Date: Monday, March 26, 2007
Author: Phil Davis, Financial Times

The days when hedge funds were launched and run from the spare bedroom are, by widespread agreement, over. The initial costs of obtaining regulatory approval and employing lawyers and accountants are burdensome enough. But the demands of institutional investors, which now dominate flows to hedge funds, mean new managers are forced to rent smart offices, hire expensive administrators and invest in a sophisticated IT infrastructure replete with risk management and reporting tools.

The cost, allied to the difficulty in raising initial funds, means the one-man band has largely been squeezed out. "The number of funds being launched today compared with five years ago is about the same," says Patric de Gentile-Williams, chief executive of PCE Investors. "But in 2002 it was a two-man band in a back-room. Today those launching funds are Gartmore, Henderson and GLG. Small entrepreneurial teams are being squeezed out and that's regrettable."

Mr de Gentile-Williams decided in 2003 that bad news for entrepreneurs represented a business opportunity for him. Having worked in options for 20 years at Morgan Grenfell, James Capel, CSFB and Indosuez, he had seen at first hand how the 800 independent Liffe traders were left without a place of work when open outcry ended in 1997.

"Schneider Trading Associates built infrastructure that permitted proprietary trading for many of them. It occurred to me the same could be done for hedge funds," he says. Backed by Schneider Group, Mr de Gentile-Williams set up PCE Investors, which is now located in London's West End.

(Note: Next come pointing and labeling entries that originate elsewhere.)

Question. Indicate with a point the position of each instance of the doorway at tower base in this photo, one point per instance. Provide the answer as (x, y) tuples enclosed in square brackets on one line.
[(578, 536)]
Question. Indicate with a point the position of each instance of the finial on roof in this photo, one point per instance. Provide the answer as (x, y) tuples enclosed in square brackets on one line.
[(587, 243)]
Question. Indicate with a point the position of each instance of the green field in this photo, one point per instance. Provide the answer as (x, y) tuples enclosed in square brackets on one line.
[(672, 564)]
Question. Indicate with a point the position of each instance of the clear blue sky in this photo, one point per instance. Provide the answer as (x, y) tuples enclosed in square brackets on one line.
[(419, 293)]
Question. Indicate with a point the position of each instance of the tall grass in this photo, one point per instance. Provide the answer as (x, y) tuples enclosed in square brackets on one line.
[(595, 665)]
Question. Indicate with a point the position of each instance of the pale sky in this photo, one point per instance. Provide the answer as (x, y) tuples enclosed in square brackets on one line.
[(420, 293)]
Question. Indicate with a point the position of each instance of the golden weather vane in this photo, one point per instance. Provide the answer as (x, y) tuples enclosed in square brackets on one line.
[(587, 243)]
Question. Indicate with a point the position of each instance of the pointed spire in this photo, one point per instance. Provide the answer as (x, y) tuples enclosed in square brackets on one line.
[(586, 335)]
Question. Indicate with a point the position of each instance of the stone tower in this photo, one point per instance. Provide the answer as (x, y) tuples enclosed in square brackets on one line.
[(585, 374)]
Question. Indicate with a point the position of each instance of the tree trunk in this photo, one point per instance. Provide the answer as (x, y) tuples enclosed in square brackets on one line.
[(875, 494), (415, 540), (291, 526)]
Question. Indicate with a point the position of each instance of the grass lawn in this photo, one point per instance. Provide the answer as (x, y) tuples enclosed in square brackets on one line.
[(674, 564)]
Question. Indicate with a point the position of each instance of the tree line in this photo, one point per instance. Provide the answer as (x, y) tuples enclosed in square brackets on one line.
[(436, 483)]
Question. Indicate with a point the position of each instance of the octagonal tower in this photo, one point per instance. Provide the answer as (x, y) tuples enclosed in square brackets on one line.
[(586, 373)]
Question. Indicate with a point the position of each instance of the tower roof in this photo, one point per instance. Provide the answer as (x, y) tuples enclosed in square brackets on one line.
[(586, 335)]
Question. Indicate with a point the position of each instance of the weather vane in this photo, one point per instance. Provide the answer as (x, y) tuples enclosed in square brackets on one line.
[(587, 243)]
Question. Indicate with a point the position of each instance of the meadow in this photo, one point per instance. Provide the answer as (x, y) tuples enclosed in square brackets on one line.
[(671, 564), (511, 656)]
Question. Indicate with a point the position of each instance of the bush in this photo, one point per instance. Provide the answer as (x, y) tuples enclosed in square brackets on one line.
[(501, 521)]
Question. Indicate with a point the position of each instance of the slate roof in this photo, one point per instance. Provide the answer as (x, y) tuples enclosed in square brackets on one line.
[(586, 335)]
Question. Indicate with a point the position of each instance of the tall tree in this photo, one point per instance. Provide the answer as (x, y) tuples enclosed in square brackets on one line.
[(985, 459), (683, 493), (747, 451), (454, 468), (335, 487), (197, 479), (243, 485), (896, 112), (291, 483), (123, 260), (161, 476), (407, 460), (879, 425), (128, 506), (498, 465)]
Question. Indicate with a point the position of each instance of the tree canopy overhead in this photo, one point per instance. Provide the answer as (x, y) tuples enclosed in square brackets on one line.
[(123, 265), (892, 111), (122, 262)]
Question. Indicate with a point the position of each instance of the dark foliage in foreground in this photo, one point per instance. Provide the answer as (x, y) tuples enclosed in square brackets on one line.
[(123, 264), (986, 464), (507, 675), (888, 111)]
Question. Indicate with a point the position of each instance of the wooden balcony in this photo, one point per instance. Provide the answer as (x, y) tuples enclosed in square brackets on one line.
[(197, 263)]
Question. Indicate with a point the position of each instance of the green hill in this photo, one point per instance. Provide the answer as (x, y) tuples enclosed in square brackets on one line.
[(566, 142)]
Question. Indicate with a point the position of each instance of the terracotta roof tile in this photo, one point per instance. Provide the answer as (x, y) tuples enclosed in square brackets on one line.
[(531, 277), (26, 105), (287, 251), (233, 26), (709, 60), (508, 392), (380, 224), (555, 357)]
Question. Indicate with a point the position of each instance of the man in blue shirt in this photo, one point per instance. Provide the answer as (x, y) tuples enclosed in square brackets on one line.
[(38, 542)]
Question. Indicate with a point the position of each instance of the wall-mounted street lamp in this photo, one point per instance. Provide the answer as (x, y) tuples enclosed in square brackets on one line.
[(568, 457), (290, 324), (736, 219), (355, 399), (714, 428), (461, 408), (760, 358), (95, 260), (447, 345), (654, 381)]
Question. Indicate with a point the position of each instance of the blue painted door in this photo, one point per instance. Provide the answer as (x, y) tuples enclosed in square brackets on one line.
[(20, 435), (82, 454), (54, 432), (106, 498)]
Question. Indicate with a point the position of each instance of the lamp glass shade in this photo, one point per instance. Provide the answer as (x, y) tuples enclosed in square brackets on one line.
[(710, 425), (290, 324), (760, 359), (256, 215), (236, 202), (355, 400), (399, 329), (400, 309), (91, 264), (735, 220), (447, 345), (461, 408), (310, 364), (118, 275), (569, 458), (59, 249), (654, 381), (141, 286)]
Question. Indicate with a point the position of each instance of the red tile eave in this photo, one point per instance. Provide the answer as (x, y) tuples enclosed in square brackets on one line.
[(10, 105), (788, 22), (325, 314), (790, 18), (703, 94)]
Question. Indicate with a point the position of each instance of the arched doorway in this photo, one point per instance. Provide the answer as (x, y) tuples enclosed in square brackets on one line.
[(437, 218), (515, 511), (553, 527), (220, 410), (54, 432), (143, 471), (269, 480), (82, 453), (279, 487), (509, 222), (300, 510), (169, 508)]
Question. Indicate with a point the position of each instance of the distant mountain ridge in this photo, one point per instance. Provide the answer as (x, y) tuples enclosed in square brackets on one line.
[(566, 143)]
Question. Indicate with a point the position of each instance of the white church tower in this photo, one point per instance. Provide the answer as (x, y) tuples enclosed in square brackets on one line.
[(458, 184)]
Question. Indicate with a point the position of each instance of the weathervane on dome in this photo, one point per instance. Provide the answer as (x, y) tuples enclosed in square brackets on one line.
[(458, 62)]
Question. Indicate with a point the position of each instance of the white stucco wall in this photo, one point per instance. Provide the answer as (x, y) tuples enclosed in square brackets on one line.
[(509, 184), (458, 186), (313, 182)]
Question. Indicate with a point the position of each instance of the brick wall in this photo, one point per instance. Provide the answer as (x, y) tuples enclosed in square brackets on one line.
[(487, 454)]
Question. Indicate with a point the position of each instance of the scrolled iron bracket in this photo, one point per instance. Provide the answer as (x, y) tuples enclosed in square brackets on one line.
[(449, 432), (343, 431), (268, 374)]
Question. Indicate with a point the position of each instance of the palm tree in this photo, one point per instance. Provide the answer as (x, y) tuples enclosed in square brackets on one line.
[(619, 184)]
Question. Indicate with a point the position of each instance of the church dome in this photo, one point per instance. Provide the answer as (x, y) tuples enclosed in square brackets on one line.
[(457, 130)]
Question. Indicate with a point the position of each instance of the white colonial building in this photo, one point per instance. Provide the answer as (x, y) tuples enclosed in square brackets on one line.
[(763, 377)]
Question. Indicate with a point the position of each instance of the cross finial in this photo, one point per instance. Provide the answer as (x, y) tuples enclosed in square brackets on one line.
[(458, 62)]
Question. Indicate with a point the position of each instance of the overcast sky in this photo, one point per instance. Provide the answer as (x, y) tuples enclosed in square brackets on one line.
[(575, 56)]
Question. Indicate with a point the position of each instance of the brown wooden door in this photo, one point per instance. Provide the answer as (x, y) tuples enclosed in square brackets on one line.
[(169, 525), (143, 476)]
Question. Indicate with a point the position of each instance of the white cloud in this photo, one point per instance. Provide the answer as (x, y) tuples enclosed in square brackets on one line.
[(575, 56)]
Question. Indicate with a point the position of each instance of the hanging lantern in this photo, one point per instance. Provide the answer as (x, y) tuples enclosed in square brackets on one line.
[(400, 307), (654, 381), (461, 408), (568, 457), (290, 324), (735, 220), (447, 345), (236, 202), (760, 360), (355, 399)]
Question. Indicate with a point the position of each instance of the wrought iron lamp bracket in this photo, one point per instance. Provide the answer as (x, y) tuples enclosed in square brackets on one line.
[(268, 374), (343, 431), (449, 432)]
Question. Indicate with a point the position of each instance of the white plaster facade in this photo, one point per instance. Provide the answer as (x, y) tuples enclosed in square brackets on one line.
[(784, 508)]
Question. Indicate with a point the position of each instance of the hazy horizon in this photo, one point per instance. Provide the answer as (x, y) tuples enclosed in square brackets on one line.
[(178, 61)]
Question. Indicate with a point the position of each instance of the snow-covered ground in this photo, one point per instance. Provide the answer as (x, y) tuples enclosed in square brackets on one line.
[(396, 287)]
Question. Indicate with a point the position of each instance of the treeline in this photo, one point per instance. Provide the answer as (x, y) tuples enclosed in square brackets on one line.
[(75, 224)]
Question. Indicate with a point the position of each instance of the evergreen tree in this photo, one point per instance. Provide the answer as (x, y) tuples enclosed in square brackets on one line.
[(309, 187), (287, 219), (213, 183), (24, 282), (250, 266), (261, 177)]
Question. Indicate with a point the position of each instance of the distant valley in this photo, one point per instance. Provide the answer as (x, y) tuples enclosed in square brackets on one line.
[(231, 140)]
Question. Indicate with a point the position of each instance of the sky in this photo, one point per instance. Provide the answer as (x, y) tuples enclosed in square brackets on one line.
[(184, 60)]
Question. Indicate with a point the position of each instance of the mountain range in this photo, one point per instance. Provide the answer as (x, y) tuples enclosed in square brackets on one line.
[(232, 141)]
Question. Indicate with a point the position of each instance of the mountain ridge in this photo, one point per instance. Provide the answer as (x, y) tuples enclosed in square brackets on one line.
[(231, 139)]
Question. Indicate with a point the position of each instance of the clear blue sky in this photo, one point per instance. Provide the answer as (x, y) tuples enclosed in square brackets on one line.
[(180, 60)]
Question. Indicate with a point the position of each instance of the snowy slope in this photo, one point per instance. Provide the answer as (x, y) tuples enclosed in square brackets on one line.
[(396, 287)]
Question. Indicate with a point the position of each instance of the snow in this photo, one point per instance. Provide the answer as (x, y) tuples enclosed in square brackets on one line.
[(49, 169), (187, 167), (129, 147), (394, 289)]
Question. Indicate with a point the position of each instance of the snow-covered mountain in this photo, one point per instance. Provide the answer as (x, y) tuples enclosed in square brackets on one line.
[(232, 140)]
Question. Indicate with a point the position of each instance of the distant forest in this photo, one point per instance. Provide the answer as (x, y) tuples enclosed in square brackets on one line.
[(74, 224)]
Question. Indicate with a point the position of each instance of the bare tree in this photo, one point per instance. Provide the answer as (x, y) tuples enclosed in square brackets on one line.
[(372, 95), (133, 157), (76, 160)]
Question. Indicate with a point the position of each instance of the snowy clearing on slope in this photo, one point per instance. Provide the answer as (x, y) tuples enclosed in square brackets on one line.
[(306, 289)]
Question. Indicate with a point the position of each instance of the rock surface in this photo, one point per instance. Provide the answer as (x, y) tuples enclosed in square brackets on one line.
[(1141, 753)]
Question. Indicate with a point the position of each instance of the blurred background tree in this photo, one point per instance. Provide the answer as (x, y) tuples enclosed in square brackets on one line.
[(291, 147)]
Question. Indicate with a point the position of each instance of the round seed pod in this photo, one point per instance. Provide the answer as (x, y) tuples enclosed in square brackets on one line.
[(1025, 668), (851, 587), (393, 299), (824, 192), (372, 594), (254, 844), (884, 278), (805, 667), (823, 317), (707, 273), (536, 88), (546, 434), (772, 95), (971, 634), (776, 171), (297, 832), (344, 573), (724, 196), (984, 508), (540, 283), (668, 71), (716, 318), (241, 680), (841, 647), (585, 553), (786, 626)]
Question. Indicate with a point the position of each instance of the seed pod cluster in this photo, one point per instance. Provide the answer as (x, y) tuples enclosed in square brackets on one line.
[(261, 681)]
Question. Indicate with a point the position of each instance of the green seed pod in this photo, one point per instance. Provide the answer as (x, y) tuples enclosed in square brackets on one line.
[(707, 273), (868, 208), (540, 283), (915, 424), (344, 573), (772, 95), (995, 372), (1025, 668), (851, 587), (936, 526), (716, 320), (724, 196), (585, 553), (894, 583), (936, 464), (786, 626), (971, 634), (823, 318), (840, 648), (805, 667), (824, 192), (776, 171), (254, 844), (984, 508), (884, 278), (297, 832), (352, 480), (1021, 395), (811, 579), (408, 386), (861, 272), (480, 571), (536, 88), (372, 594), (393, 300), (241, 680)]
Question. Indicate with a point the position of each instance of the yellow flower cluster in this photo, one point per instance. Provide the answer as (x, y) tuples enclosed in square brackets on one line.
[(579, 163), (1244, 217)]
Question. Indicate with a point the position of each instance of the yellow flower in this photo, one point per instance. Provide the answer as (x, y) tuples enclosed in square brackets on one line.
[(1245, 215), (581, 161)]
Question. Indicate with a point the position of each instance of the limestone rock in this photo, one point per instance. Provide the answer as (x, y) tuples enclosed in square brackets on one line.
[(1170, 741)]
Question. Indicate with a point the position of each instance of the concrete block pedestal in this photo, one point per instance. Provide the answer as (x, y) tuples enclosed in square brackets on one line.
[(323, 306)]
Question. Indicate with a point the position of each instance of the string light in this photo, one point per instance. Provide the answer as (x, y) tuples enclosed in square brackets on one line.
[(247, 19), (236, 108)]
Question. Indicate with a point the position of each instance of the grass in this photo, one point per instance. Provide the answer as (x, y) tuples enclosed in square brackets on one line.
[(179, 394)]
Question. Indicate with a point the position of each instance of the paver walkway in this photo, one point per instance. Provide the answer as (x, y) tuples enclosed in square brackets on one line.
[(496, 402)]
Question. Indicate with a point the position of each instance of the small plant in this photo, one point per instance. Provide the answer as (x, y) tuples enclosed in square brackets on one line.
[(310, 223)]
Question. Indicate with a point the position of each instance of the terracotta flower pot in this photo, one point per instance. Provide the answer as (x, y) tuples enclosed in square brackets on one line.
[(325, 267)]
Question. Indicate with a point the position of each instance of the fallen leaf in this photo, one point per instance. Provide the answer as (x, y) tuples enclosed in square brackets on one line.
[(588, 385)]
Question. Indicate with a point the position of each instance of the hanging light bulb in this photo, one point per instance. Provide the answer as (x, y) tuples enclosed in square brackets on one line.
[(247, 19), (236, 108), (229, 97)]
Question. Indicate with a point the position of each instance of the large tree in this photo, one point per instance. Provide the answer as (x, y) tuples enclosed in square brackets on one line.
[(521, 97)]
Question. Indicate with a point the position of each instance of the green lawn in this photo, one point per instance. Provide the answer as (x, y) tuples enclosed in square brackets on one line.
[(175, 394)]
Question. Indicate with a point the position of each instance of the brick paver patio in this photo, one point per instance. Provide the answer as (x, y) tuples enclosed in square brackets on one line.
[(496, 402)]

The idea was that hedge fund managers could set up at PCE and trade assets from day one. PCE shoulders most of the set-up costs, which can otherwise rise to £1m ($2m, €1.5m), and provides IT support and resident experts to answer initial investment, legal and marketing queries. "The managers can spend time managing the money and talking to investors," says Mr de Gentile-Williams. Most hedge fund managers own their own infrastructure and spend 51 per cent of their time managing that."

The time to launch is also greatly reduced, so niche strategies can be rolled out before competitors discover and profit from them. "It can often be a year from idea to launch," says Mr de Gentile-Williams, adding that regulatory approvals take most of this time. "We already have the regulatory approvals and the infrastructure in place, so we can do it in six weeks." But in reality, marketing efforts mean the launch can take considerably longer.

PCE is on hand to offer ongoing advice on issues that new managers struggle with, such as portfolio valuations, contracts with clients, investor credibility and fund structuring. It also offers marketing advice to eight out of the 12 hedge fund teams that are resident in its offices.

The cosseted managers are also allowed to keep all of their equity, which would not be the case if they were part of an investment bank or a fund manager. But they do become employees of PCE, and PCE demands 10 per cent of their gross revenues in return for the services provided.

Hedge fund managers appear content with their side of the deal. A total of 200 approach PCE every year and, from a standing start in January 2004, the hedge fund hotel is now full. The 16 funds, whose assets range from $3m to $300m, run a total of $900m.

PCE is looking for new premises to expand its franchise. But it does not welcome all comers. It is careful about who it lets in and demanding in how they have to work.

"They need to have an investment thesis we understand and will add significant value to investors," says Mr de Gentile-Williams. "It is not just about spectacular headline numbers."

Once a hedge fund takes PCE office space, it is watched carefully for evidence of style drift and any other aberrations. Mr de Gentile-Williams says the separation of asset management from the administrative control and oversight gives comfort to investors. "How good is the control environment at a hedge fund where the managers are responsible for the risk director's bonus?" asks Mr de Gentile-Williams.

PCE's intense oversight of the funds is also crucial to its own business model. After all, by removing most of the hedge funds' start-up and ongoing costs it is taking a significant financial risk. "The costs mean that we don't make money until a fund reaches about $100m," says Mr de Gentile-Williams. Four funds to date have closed down while another has been sold.

The business model is not yet proven. PCE has yet to make a profit, although Mr de Gentile-Williams says this year will be the turning point. And then there is the issue of competition. So far, there is no direct competitor because the obvious candidates, the prime brokers, have balked at backing new funds while providing broking and distribution services to them. But PCE does have to compete with investment banks and traditional fund management firms to attract good hedge fund managers. "We are in a race for talent, so nearly everyone is a competitor," says Mr de Gentile-Williams.

Despite the lack of profits, Mr de Gentile-Williams is determined to expand the concept in London and then in Hong Kong, Dubai and Sydney. He also sees a potential opportunity in the US.

"If the US reintroduces the tough SEC rules, new hedge funds will have to jump through hoops to set up. That's when our model starts to look attractive to them."